July 1, 2008

The Audition

I auditioned for a play.


Tucked away in a scrapbook somewhere is a community college newspaper review of a performance I gave 12 years ago that was nothing short of spectacular. Every time I have called the performance to mind over the passing years, it has grown grander and more magnificent. For one glorious year 12 years ago, I was a relatively big fish in a relatively small pond and I tasted the thrill of being a small town stage diva.


When I moved from Brainerd to "the Cities", I told myself and everyone who asked that I was going to try to be an actress. My move had nothing to do with the boy I had met just a month or two earlier. Sure it didn't. I was young and pretty (and vain) and had every confidence in the world that whenever I decided to grace an audition with my presence, I would then become an actress. And so there was no real hurry. I looked in the paper at audition notices on occasion (this was when the "internet" was still mainly only available on a pay per minute basis). I think I called on one once...but I never got around to going. And then this boy and I fell in love and around that same time, I was blindsided by Jesus and suddenly everything was different. Different interests, different priorities, different loves, different values. It seemed such a frivolous thing to want to act on a stage. It seemed desparate. So the dream just settled into history as happy memories to be pulled out from time to time to offer validation or add interest to an otherwise dull autobiography.


And yet, through all the years of practical life, there has always been a longing...not a desparation...just a longing. The memories that I have of the brief time I spent on stage are some of the happiest memories I know. They are memories of belonging, of excelling, of laughing, of comraderie, of inventing, of creating, of living. And so at long last, I decided to hunt for an audition.
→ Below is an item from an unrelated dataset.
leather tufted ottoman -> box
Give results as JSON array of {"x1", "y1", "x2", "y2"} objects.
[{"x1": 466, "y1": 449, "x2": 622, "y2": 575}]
There is a terrific theatre that my hubby and I saw "Guys and Dolls" at a few years ago. For whatever reason, this theatre struck me as one that would be great fun to be involved in, and also seemed a more accessible and less intimidating option than any others I am aware of. From time to time, when the acting bee would start buzzing in my proverbial bonnet, I would check that theatre's website and look at their audition postings. Everytime I checked, they were either auditioning for a musical (too scarey) or had just posted a new cast list. But finally, on one happy Sunday afternoon, I checked again, and lo and behold, they were holding auditions that very week for an evening of three one act plays written by the lovely Agatha Christie. And so, with much fear and trembling, I determined that I would give it a go. And I did.

The experience itself was moderately terrifying. The only auditions I had ever attended had involved a room full of many people reading scenes together. This audition was a complete unknown to me. It lasted all of 4 minutes. I entered a room all alone and faced a panel of three strange but smiling faces and one face that never looked up during the process. This face just sat in the corner writing things. I called this face "bad cop". I read a little monologue that was provided from one of the plays being auditioned for...badly, I thought. So badly. And then I was asked to read it again with more dripping sarcasm and less mystery. And so I tried. It was awful and then it was over. And then it was awful all weekend. I replayed the minutes over and over...mourning an opportunity lost. "I am a genius of dripping sarcasm! Why didn't I try harder to prove it?"

Dan (husband) and I took Penny (dog) for a walk on Sunday, the day after the event. I had been trying all the self psychology I could think of to make it less awful. "At least I did it." "It was a great learning experience." "I will be less nervous next time." "Next time I will try actually ACTING (instead of just reading)." These were all true statements of course, but really complete crap as they did nothing to soothe the awful. And then around 2 in the afternoon, I got a glorious phone call from a dear sweet lady inviting me to a call back audition the following evening.

The callback was a completely different experience. There were about 30 of us there and instantly I remembered everything that I loved about the theater. Everyone was friendly, many were strange, some were pretty, some were not, some were old, some were young, and there was one lady there who I think was straight-up crazy. We all sat in a hallway making fast friends with whoever sat next to us. "Have you acted here before?" "Where did you drive from?" "Have you seen any of the scripts?" "What other plays have you done?" And then we were herded into the same room that the original audition had taken place in. It was far less frightening filled with 30 nervous and excited actors. And "bad cop" was nowhere to be seen.

And then my ego took a hit. The directors handed out scripts for scenes with parts we were being concidered for. It was at that moment that I discovered that 12 years had taken "pretty" and "young" away from me...although "vain" was obviously not going to be defeated. I was asked to read for "Mom" and "Emmeline...a grim woman." Ouch. What about "An extremely pretty young woman" and "The Beauty"? Alas, a grim part is better than no part. And I know a lot of pretty, young moms. With my vain head held high, I retreated to the hall with the rest of the cattle where we waited for our moment to shine.